Published online Nov 21, 2016. doi: 10.3748/wjg.v22.i43.9451
Peer-review started: July 21, 2016
First decision: September 5, 2016
Revised: September 23, 2016
Accepted: October 27, 2016
Article in press: October 27, 2016
Published online: November 21, 2016
Processing time: 122 Days and 13.4 Hours
Omalizumab is a humanized monoclonal antibody that binds to the high-affinity type-I IgE Fc receptors on mast cells (MCs) and basophils, inhibiting the IgE immune pathway. Irritable bowel syndrome (IBS) is the most common functional gastrointestinal disorder, and dysregulation of the immune system likely contributes to its etiology and/or symptomatology. Colonic biopsies from patients with IBS demonstrate considerable increase in the number of degranulating MCs releasing histamine in proximity to nerves, and this event may underlie the common IBS symptom of abdominal pain. Pharmacologic control of MC activation and mediator release is a current area of active interest in the field of IBS research. Recently, we and Pearson et al described 2 cases of patients with IBS with diarrhea (IBS-D) showing positive clinical response to omalizumab. In both cases, the female patients had severe, long-lasting IBS-D and achieved an almost complete resolution of IBS symptoms. Both patients were also able to discontinue all IBS medications after commencing the anti-IgE therapy. For both patients, the omalizumab treatment showed a relatively rapid onset of action, resembling the efficacy observed in and previously reported for patients with chronic spontaneous urticaria. In this Editorial, we discuss the possible biological mechanisms that may underlie the clinical efficacy of omalizumab in IBS. We suggest that there is a need for a well-designed prospective study to investigate the therapeutic effects of anti-IgE in IBS.

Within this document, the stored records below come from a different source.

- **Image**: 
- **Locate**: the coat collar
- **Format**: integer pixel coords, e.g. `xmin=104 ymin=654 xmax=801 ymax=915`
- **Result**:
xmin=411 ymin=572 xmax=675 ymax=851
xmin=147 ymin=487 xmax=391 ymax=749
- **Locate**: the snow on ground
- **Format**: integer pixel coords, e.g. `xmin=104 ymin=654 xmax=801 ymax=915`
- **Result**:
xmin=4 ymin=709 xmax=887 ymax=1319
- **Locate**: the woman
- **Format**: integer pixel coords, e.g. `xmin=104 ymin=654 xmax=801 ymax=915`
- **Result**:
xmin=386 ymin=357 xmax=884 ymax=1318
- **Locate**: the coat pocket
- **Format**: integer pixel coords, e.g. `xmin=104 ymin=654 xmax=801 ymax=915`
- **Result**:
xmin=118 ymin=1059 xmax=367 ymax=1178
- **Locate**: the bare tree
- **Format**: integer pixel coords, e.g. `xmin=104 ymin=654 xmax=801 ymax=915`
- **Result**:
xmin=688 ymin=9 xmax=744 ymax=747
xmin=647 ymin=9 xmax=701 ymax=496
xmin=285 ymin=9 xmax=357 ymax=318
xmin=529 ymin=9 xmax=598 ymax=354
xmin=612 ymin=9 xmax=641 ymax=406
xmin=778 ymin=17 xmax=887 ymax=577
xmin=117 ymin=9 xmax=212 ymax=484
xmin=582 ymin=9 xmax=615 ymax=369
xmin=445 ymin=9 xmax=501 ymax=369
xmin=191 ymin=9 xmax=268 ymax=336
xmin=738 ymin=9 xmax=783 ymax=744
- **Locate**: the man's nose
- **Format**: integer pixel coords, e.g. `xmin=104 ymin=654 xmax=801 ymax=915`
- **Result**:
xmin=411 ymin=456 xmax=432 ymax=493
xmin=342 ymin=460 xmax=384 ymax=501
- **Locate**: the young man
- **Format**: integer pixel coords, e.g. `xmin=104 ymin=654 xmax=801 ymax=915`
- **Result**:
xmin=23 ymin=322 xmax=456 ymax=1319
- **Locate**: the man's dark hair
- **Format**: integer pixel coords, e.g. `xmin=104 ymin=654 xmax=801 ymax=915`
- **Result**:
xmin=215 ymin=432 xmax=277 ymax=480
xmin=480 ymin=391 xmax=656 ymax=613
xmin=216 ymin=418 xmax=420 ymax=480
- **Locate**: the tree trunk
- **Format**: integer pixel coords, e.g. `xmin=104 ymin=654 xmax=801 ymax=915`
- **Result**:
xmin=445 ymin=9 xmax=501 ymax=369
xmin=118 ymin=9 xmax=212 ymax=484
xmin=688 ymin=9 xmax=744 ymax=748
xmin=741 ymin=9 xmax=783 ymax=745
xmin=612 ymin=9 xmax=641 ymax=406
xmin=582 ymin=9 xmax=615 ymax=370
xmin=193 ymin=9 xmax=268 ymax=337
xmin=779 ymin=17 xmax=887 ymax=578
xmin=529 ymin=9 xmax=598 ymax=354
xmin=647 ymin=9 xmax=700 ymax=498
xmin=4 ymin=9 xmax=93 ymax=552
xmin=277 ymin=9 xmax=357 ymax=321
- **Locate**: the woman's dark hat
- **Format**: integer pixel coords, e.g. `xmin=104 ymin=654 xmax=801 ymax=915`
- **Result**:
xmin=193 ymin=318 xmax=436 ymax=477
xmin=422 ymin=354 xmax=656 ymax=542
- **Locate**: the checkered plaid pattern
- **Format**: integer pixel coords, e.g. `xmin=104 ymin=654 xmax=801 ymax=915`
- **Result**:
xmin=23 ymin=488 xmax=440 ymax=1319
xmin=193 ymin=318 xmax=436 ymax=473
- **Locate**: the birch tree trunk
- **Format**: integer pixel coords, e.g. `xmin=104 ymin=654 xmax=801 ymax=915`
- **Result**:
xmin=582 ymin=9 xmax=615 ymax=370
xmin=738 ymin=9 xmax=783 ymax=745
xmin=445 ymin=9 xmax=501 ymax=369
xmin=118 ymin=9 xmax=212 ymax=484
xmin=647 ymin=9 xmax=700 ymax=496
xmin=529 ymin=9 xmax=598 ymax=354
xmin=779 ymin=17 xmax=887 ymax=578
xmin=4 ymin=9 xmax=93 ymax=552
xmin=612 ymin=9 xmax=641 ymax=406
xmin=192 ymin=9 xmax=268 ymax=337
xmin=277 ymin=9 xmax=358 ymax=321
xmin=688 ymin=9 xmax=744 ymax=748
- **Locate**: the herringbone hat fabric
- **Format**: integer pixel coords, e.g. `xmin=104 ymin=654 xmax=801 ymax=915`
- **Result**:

Core tip: Irritable bowel syndrome (IBS) is the most common functional gastrointestinal disorder diagnosed. A growing body of research suggests that mast cells (MCs) releasing histamine in the colonic mucosa might contribute to the etiology and/or symptomatology of IBS. Blockade of the high-affinity type-I IgE Fc receptors on MCs by omalizumab has been observed as an effective therapy in 2 patients with IBS. We suggest that anti-IgE antibody therapy might be an attractive therapeutic option for functional bowel disorders.